The new court could also greenlight the Trump administration’s plan to exclude noncitizens from the census and from congressional apportionment, which would further entrench Republican political power. In 2019, a 5-4 majority, with Roberts and Ginsburg in the majority, rejected the Commerce Department’s rationale for adding a citizenship question to the census. This summer, the president responded by directing the commerce secretary to exclude noncitizens from the census count, which will be used to determine how many congressional seats each state receives. A three-judge court invalidated the president’s proposal, but a different outcome is foreseeable if the question reaches a 6-3 Supreme Court.

Although in the abstract, the court unanimously affirmed the “one person, one vote” principle in 2016, it did not find that states are required to draw legislative districts based on the number of people, rather than the number of citizens. Just this week, Alabama asked the courts to fast-track a case that could answer that question. If the issue comes before a 6-3 Supreme Court, the court could say both that states can exclude noncitizens when they draw legislative districts, and that states can create districts with vastly different numbers of people in them. Either conclusion would allow Republican legislatures to overrepresent traditional Republican strongholds and underrepresent Democratic-leaning areas. States could make political representation even more unequal and undemocratic if the new court prohibits citizens from adopting independent redistricting commissions, which take the task of legislative redistricting out of the hands of self-interested lawmakers. A bare majority of the court approved independent redistricting commissions in 2015, with Ginsburg and Justice Anthony M. Kennedy in the majority. Now that both of those justices are no longer on the court, the conservatives could revisit that opinion.

A more conservative court would be poised to exempt religious objectors from complying with statutes that prohibit discrimination against racial minorities, women, the disabled, religious minorities and the LGBT community. This could mean that, although marriage equality is the law of the land, those who object to same-sex marriage on religious grounds may refuse to serve LGBT couples or employ LGBT workers — and could claim exemptions from anti-discrimination laws. In the upcoming term, the court will decide whether cities, as a condition for receiving a government contract, may require a religious entity to comply with anti-discrimination laws.

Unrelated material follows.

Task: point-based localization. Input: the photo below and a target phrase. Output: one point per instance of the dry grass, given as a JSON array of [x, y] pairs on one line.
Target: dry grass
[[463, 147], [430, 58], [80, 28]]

The last time affirmative action was before the court, a bare 4-3 majority (Justice Elena Kagan was recused and the late justice Antonin Scalia’s court replacement had not been seated), in which Ginsburg joined, upheld race-conscious university admissions policies as a way to further diversity. With a 6-3 conservative majority, the court could overturn decisions that ensure that racial minorities have equal access to elite academic institutions.

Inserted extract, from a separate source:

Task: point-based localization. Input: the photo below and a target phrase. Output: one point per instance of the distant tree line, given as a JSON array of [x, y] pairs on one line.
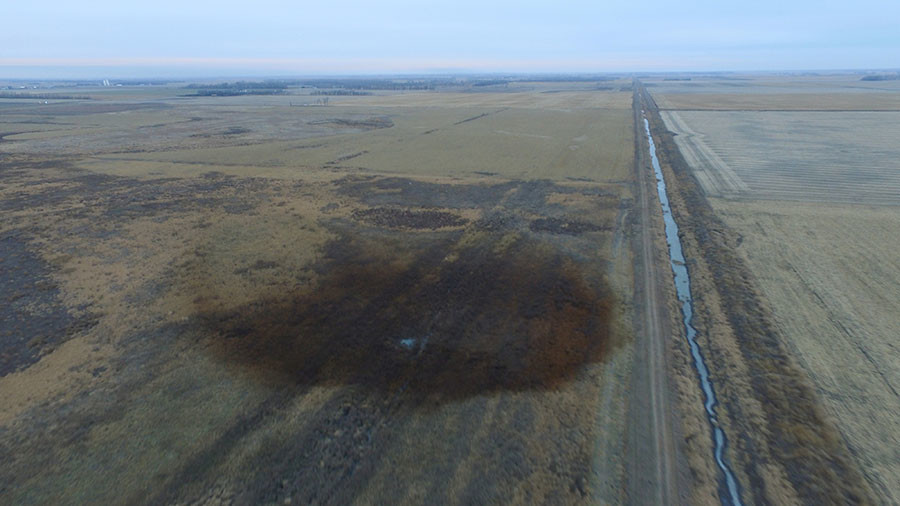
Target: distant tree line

A more conservative court could refashion the regulatory state by reviving the “nondelegation doctrine,” restricting Congress’s ability to delegate authority to administrative agencies. Such a shift would change government as we know it, preventing agency regulations aimed at combating climate change, delivering health care or addressing a global pandemic. It isn’t a stretch to say that decision-making along these lines would mean “most of Government is unconstitutional,” as Kagan has put it.

These scenarios don’t even encompass the very real possibility that a 6-3 court could be called on to resolve a contested presidential election this year. If Trump’s nominee is confirmed, a third of the court will have been chosen by him, and they will be asked to ensure his victory.

For Trump, Senate Majority Leader Mitch McConnell (Ky.) and the Senate’s Republican majority, the high court is key to securing broad power for which there is no democratic mandate. Faced with the prospect of Republican minority rule, many congressional Democrats have suggested that they’re keeping their options open, including the constitutionally permitted possibility of adding more justices to the court — “packing” it — to better reflect popular will. They may be too late: With a 6-3 conservative bloc in the offing, and the lower federal courts freshly stocked with Trump appointees, the Republicans’ own court-packing plan is already well underway.